Model Training with XGBoost#

1. Installation#

To use the Flaml XGBoost AutoML framework, we need to install the extra Flaml dependency in your EvaDB virtual environment.

pip install "flaml[automl]"

2. Example Query#

CREATE FUNCTION IF NOT EXISTS PredictRent FROM
( SELECT number_of_rooms, number_of_bathrooms, days_on_market, rental_price FROM HomeRentals )
TYPE XGBoost
PREDICT 'rental_price';

In the above query, you are creating a new customized function by training a model from the HomeRentals table using the Flaml XGBoost framework. The rental_price column will be the target column for predication, while the rest columns from the SELECT query are the inputs.

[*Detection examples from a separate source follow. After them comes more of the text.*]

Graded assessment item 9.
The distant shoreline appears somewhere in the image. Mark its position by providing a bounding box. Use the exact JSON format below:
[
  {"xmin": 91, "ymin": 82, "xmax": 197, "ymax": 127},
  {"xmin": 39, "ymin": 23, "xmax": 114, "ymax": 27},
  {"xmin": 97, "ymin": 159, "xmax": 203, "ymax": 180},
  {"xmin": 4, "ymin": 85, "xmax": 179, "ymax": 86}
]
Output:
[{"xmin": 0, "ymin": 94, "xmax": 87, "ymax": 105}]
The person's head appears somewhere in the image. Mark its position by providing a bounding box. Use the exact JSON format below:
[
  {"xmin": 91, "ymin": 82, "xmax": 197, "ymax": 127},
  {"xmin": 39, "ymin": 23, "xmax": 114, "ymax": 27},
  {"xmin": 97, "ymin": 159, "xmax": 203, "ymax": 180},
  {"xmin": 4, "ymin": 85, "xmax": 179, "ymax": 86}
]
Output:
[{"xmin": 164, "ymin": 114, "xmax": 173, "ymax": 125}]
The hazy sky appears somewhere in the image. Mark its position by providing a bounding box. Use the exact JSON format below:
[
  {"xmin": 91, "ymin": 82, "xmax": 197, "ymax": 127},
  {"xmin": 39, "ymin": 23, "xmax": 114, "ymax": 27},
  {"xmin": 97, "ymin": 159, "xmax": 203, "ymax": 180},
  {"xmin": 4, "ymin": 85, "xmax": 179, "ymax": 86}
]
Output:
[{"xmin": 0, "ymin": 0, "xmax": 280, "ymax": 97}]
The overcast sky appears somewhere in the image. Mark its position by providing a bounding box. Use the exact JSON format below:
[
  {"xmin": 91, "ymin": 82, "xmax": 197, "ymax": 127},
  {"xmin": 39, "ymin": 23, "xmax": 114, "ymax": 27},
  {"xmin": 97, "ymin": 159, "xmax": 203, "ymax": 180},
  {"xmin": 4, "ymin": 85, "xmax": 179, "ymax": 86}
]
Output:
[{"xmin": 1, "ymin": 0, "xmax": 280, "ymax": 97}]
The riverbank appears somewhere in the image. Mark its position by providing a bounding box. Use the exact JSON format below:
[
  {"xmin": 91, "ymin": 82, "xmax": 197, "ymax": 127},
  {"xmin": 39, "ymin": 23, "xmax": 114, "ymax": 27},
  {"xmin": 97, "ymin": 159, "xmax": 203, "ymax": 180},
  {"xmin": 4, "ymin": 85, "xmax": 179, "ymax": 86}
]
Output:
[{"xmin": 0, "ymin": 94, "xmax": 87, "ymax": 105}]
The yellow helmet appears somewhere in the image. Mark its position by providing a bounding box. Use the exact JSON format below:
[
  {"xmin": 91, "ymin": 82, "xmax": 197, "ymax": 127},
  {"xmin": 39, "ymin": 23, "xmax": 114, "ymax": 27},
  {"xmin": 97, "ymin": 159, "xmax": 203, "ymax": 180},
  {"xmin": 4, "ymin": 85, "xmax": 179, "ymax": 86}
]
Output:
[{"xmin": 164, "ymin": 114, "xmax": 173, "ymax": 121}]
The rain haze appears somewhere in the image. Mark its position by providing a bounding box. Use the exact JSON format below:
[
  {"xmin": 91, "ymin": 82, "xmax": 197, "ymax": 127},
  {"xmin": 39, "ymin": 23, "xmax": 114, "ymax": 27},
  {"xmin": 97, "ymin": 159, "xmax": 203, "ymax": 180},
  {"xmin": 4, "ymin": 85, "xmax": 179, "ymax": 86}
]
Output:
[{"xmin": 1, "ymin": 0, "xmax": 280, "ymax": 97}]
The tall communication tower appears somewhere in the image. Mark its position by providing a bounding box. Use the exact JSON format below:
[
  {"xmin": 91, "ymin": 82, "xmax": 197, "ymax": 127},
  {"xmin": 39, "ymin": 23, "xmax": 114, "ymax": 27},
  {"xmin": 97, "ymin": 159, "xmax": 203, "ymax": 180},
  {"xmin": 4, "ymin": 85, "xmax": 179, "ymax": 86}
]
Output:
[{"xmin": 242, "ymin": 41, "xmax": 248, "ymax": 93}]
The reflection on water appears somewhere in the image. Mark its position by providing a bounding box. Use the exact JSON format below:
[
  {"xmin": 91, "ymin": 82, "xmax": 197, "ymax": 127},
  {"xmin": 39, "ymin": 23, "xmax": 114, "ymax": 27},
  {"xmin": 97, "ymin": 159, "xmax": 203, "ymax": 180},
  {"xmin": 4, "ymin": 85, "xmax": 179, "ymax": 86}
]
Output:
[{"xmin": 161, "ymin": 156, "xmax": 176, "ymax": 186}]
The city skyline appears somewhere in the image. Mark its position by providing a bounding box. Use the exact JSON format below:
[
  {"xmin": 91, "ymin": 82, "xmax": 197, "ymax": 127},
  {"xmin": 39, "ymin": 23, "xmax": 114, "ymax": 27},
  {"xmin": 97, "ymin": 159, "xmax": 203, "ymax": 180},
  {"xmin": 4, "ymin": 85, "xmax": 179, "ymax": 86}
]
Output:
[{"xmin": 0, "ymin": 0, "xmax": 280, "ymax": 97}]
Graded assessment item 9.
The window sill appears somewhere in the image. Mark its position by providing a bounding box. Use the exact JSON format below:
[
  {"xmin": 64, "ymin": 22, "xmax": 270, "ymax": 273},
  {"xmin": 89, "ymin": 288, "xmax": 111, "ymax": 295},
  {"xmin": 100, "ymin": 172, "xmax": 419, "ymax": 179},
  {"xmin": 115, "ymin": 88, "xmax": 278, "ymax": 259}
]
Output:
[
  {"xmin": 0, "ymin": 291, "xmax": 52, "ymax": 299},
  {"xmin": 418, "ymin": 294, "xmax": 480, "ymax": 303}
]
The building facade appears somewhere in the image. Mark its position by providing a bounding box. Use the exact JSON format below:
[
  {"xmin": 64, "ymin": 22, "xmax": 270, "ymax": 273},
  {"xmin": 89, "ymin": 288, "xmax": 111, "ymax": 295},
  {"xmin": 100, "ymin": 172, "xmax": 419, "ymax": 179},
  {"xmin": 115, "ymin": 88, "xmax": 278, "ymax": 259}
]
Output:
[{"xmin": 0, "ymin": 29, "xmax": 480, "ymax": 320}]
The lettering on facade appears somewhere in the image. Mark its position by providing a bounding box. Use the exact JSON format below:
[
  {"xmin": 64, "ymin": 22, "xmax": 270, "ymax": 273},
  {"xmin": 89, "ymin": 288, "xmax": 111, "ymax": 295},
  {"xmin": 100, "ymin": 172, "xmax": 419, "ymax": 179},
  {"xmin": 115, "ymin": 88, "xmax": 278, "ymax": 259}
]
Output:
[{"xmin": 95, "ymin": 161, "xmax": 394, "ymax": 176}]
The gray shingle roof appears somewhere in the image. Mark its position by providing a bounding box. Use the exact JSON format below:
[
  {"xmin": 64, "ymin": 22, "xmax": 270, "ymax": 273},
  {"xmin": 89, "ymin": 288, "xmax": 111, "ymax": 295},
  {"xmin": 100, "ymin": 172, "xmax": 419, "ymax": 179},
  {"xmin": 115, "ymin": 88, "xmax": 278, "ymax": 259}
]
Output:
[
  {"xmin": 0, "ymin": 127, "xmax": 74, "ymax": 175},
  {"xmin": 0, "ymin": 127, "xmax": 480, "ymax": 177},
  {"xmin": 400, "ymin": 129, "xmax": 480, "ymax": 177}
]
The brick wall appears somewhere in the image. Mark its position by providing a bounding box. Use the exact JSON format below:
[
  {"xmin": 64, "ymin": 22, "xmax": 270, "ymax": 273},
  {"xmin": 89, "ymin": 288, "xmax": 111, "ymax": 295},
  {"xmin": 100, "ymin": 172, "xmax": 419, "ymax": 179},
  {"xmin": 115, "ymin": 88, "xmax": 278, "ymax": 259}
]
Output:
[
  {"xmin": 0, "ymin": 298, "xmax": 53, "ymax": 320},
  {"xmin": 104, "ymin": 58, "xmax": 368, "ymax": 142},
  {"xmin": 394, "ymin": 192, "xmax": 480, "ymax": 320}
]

3. Model Training Parameters#

Available Parameters#

PREDICT (required)

The name of the column we wish to predict.

TIME_LIMIT

Time limit to train the model in seconds. Default: 120.

TASK

Specify whether you want to perform regression task or classification task.

METRIC

Specify the metric that you want to use to train your model. For e.g. for training regression tasks you could use the r2 or RMSE metrics. For training classification tasks you could use the accuracy or f1_score metrics.

Below are the example queries specifying the aboe parameters

CREATE FUNCTION IF NOT EXISTS PredictRent FROM
( SELECT number_of_rooms, number_of_bathrooms, days_on_market, rental_price FROM HomeRentals )
TYPE XGBoost
PREDICT 'rental_price'
TIME_LIMIT 180
METRIC 'r2'
TASK 'regression';
CREATE FUNCTION IF NOT EXISTS PredictEmployee FROM
( SELECT payment_tier, age, gender, experience_in_current_domain, leave_or_not FROM Employee )
TYPE XGBoost
PREDICT 'leave_or_not'
TIME_LIMIT 180
METRIC 'accuracy'
TASK 'classification';